After Emotet formed the initial part of the attack, gaining a foothold in the network the next step was to use the Trickbot malware to steal login credentials for corporate accounts and cloud services to gain access to other parts of the network.

By exploiting this cycle, cyber criminals were able to gain control of over half the network, before eventually delivering the Ryuk ransomware.

"Malware like this wants to get the most bang for its buck and go after organisations that are at the point where they feel like they need to give in due to the damage it's costing to their network, the valuable data that's being held – so they have a sense of urgency," said Sundaresan.

However, the attack could have been much worse, given Ryuk had not compromised the entire network but about 60% of it, including ordering and billing applications. This was in part because security personnel were about to contain the attack after being called in by the manufacturer.

"The ability to contain it and the response time was crucial. The ability to contain the incident is the key to recover from it and having the business up and running before it got to the crucial databases," Sundaresan explained.

Within 48 hours, much of the business was back up and running again – crucially without having given into paying a ransom demand to criminals. However, two days of downtime would have been costly to the organisation and restoring the network isn't likely to have been cheap either – plus there's the prospect of having to upgrade security in the aftermath, so attackers don't strike again.

And like many organisations that fall victim to cyberattacks, this one could've prevented itself from falling victim to ransomware by ensuring that cybersecurity hygiene was well managed – but there were simple-to-fix vulnerabilities that attackers were able to take advantage of.

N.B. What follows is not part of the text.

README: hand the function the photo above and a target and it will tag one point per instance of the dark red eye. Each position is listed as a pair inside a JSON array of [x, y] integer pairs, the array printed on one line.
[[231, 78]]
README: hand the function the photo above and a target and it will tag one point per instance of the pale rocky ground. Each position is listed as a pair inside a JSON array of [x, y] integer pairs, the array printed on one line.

SEE: Ransomware: 11 steps you should take to protect against disaster

For example, the vulnerabilities that Emotet, Trickbot and Ryuk take advantage of have been known about for a long time and critical security updates have been issued to protect users – but despite these updates being years old, there are organisations that still haven't applied them.

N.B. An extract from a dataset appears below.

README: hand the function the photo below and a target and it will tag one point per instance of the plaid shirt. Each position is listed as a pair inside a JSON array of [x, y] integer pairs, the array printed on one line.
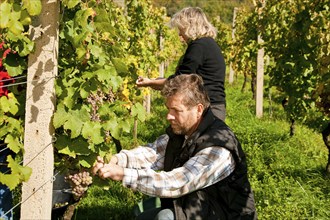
[[143, 165]]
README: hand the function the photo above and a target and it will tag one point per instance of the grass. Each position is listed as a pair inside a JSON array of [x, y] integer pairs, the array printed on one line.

"Microsoft has put out patches but patch management and security hygiene still remain issues for organisations," said Sundaresan, who added that this ransomware attack could've also been prevented if strong passwords and multi-factor authentication had been used to secure systems.

"A lot of this can be prevented. If they didn't have default password and end-of-life machines, a lot of this would've been prevented."

And when it comes to cyberattacks, prevention is the best cure, because not only does it stop your organisation from falling victim to ransomware or other malware, the cost of securing the network in advance is almost certainly going to be less expensive than having to do it in the aftermath of an incident – especially if the attack disrupts operations or causes reputational damage that could keep customers away.

So while it might potentially seem expensive, it could be very much worth having security experts from outside the organisation come in to examine the network before damage can be done – and not after.

"Get a security assessment done from an offensive attacker point of view, you don't want to be just doing the security initiatives from compliance or internal testing – it's not enough. You have to get your network tested using multiple attack vectors and you have to do it objectively with full penetration testing," Sundaresan said.

Because ultimately, ransomware – be it Ryuk or another family – is still out there and still remains a threat because too many organisations aren't following the security basics. And until this is fixed, ransomware will remain a problem.